Title: Shrimp Curry
Categories: Seafood
Yield: 4 Servings
1/4 | c | Butter |
1 | | Apple or christophene (chayo |
| | Peeled and chopped |
2 | c | Chicken broth |
1 | | Bay leaf |
1/4 | ts | Ground ginger |
| | Salt and freshly ground pepp |
2 | lb | Raw shrimp, cleaned and deve |
3 | | Medium onions finely chopped |
1 | | Garlic clove, minced |
2 | tb | All-purpose flour |
1 | tb | Lime or lemon juice |
1 | ts | Whole peppercorns |
2 | | Medium sized tomatoes, peele |
| | Chopped |
1 | ts | Curry powder |
In a large heavy skillet, melt the butter and add the onions, apple or
Christophne, garlic, and curry powder.

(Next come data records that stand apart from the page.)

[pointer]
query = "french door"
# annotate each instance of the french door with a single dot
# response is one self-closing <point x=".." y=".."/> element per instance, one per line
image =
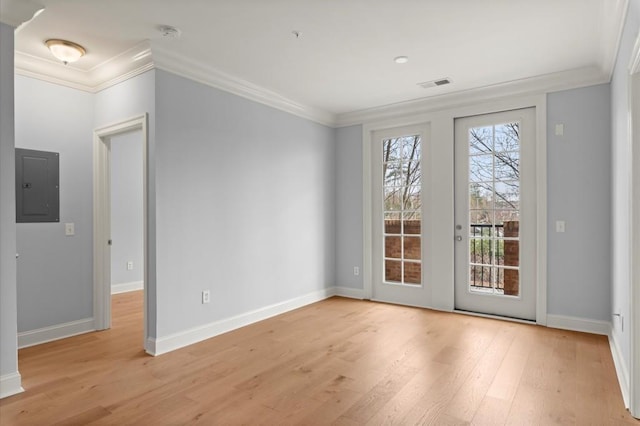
<point x="398" y="215"/>
<point x="495" y="214"/>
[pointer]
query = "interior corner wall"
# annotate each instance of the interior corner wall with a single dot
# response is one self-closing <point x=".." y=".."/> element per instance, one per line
<point x="349" y="214"/>
<point x="8" y="304"/>
<point x="55" y="272"/>
<point x="579" y="182"/>
<point x="620" y="189"/>
<point x="245" y="205"/>
<point x="125" y="100"/>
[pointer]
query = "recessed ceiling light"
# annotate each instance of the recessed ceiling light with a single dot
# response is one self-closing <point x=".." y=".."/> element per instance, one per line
<point x="65" y="51"/>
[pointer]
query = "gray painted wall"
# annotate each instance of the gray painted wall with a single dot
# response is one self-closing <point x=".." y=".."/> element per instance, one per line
<point x="349" y="206"/>
<point x="8" y="311"/>
<point x="55" y="275"/>
<point x="621" y="169"/>
<point x="118" y="103"/>
<point x="245" y="204"/>
<point x="579" y="184"/>
<point x="126" y="208"/>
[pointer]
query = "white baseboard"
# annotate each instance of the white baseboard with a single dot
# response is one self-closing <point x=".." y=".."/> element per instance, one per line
<point x="621" y="368"/>
<point x="353" y="293"/>
<point x="54" y="332"/>
<point x="10" y="384"/>
<point x="579" y="324"/>
<point x="126" y="287"/>
<point x="159" y="346"/>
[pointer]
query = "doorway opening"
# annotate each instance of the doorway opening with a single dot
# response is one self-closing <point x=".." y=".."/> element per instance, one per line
<point x="131" y="131"/>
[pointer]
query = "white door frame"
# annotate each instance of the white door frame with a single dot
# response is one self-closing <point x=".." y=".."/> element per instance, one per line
<point x="441" y="121"/>
<point x="634" y="290"/>
<point x="102" y="217"/>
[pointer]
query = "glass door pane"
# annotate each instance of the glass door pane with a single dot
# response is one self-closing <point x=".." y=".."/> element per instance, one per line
<point x="402" y="204"/>
<point x="494" y="208"/>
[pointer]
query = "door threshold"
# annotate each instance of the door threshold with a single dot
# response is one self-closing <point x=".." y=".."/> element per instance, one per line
<point x="498" y="317"/>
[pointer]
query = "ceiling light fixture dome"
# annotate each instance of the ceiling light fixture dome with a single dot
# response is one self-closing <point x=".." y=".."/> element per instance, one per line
<point x="65" y="51"/>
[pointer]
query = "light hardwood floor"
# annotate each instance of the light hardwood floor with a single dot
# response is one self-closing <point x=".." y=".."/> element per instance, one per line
<point x="340" y="361"/>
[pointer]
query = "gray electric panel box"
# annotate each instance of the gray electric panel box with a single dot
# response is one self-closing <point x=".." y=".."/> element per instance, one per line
<point x="37" y="186"/>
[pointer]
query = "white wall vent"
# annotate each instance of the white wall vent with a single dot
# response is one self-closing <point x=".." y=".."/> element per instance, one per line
<point x="435" y="83"/>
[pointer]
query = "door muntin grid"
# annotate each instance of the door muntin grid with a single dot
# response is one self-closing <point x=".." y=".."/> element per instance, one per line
<point x="494" y="209"/>
<point x="402" y="205"/>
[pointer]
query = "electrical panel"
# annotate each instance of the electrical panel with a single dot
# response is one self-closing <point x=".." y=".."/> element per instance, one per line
<point x="37" y="186"/>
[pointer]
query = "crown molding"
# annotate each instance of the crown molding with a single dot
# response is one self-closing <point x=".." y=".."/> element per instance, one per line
<point x="119" y="68"/>
<point x="564" y="80"/>
<point x="614" y="14"/>
<point x="17" y="12"/>
<point x="194" y="70"/>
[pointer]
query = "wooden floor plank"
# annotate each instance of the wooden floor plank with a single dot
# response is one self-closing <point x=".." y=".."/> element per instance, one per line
<point x="340" y="361"/>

Saute for about 5 minutes. Then
stir in the flour. Add the chicken broth, lime or lemon juice, bay leaf,
pepper corns, ginger, tomatoes, and salt and pepper to taste. Bring to a
rolling boil. Reduce the heat and simmer for about 20 minutes, stirring
occasionally.
Add the shrimp, cover and cook for about 8 minutes, or until shrimp is
pink. Discard bay leaf and peppercorns before serving. Serve over a bed
of boiled rice with mango chutney or use to fill six-inch rotis.